“Canada has a relative abundance of water, possessing 7 per cent of the world’s renewable fresh water, yet only 0.5 per cent of the global population. Despite Canada’s abundance of water, this valuable resource is now under pressure from growing and often conflicting human requirements, which is likely to be exacerbated by the effects of climate change.”
We need to teach and encourage our child to protect our fresh water!
When the RBC Blue Water Project team asked some kids what they would do to protect fresh water, this is what they said…
When I asked my girls what they would do, they started listing all the thing we already do. So I encouraged them to think “out of the box” and asked them that if they had all the money in the world and could protect our fresh water, they said…
“I would put a force field over all the rivers so the big companies couldn’t put dirty oil in the water”
– Rachel, age 8
“I would have a superhero protect the water. The superhero would be called Mrs. Envirogirl!”
– Lauren, age 6
We do many things around our house everyday to minimize our water consumption…

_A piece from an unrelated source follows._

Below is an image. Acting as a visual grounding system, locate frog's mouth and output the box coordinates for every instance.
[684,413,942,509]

For a long time now, we’ve been collecting water in a rain barrel. This is a great source of water for watering our gardens and plants.

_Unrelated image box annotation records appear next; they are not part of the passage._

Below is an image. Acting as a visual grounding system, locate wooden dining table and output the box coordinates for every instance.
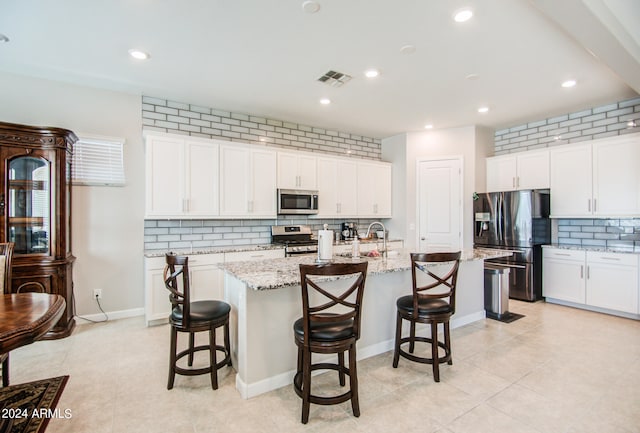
[0,293,66,376]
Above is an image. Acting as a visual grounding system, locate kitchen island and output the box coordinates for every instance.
[223,249,511,399]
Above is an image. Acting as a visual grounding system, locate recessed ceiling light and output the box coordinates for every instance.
[400,45,416,54]
[364,69,380,78]
[453,9,473,23]
[302,1,320,14]
[129,48,151,60]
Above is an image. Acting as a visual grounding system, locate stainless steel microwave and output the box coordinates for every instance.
[278,189,318,215]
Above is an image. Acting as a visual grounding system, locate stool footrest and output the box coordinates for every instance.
[398,337,451,364]
[293,363,352,405]
[175,345,231,376]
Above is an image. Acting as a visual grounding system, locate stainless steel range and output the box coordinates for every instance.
[271,226,318,257]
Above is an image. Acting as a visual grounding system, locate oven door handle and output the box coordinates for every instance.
[491,262,527,269]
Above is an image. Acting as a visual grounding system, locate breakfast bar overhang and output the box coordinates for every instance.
[224,249,511,399]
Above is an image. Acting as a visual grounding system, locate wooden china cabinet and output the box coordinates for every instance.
[0,122,78,339]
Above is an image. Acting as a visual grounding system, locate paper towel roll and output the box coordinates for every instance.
[318,230,333,260]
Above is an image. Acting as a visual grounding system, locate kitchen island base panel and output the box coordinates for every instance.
[225,260,485,399]
[544,296,640,320]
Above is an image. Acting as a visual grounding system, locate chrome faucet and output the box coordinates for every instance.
[364,221,387,259]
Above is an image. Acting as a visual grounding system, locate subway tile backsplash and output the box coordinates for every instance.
[494,98,640,155]
[495,98,640,251]
[557,218,640,251]
[144,216,384,252]
[141,96,382,251]
[142,96,382,160]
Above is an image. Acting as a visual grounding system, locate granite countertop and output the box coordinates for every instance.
[221,248,512,290]
[542,244,640,254]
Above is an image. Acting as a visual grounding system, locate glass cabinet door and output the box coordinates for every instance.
[6,156,51,254]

Here are some other great tips!
Whether you get your water from a municipal or local government water department, private water company, or from your own well, you have a direct stake in water stewardship. Here are some ways you can help:
- Get informed. Learn about your local watershed. Support your local watershed organization or regional conservation authority.

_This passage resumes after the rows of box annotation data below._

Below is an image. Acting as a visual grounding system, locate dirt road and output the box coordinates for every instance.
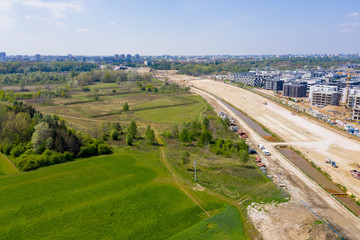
[191,80,360,197]
[191,86,360,239]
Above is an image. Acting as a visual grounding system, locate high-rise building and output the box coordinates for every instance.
[35,54,41,62]
[309,85,341,107]
[126,54,131,62]
[283,82,307,98]
[135,54,140,62]
[0,52,6,62]
[264,79,284,91]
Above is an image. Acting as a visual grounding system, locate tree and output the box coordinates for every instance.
[125,133,134,146]
[112,122,121,131]
[202,117,210,129]
[19,79,26,91]
[171,123,179,138]
[127,121,137,138]
[179,128,191,143]
[110,129,119,140]
[103,72,111,83]
[145,125,155,144]
[181,151,190,165]
[239,150,249,164]
[197,128,212,147]
[123,102,130,112]
[31,122,54,153]
[1,112,33,144]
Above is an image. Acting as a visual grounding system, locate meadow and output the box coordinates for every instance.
[0,149,226,239]
[0,153,18,176]
[0,80,286,239]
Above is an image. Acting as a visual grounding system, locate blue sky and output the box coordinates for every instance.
[0,0,360,55]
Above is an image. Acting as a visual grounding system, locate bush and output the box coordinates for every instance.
[98,143,112,155]
[10,144,26,158]
[3,144,13,155]
[78,144,98,157]
[125,133,134,146]
[110,129,119,140]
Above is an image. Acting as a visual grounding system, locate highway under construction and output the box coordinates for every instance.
[160,71,360,239]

- Minimize the square footage of impervious surfaces such as concrete and asphalt on your property. Consider using paving blocks, grass driveway strips, wood decks, wood chips, and crushed rock when designing driveways, patios and garden pathways. This will allow rainwater to soak through the ground rather than going directly into the storm drains.
- Don’t dump products that contain toxic chemicals or pharmaceuticals on the ground, into sewers, or into the toilet.
- Pick up after your pet (or teach your kids to do it)
- Use natural, organic gardening and lawn care products.
- Use non-phosphate soap to wash your car. Try to wash your car on gravel, grass or other permeable surfaces so that soaps, dirt and oil do not enter the storm drain system.
- Use a rain barrel to collect rooftop runoff, and use that water for lawn and garden watering, car washing, and window cleaning.
- Use tap water instead of buying bottled water, where municipal supplies are safe. Use a thermos or re-useable aluminum bottle to carry your water.
- Plant trees and support pro-forest initiatives. Soil erosion due to forest depletion results in water pollution worldwide.
- Convert your lawn. Native plants tend to be better adapted to local environmental conditions, and can require less fertilizer, fewer pesticides and less water than typical grass lawns.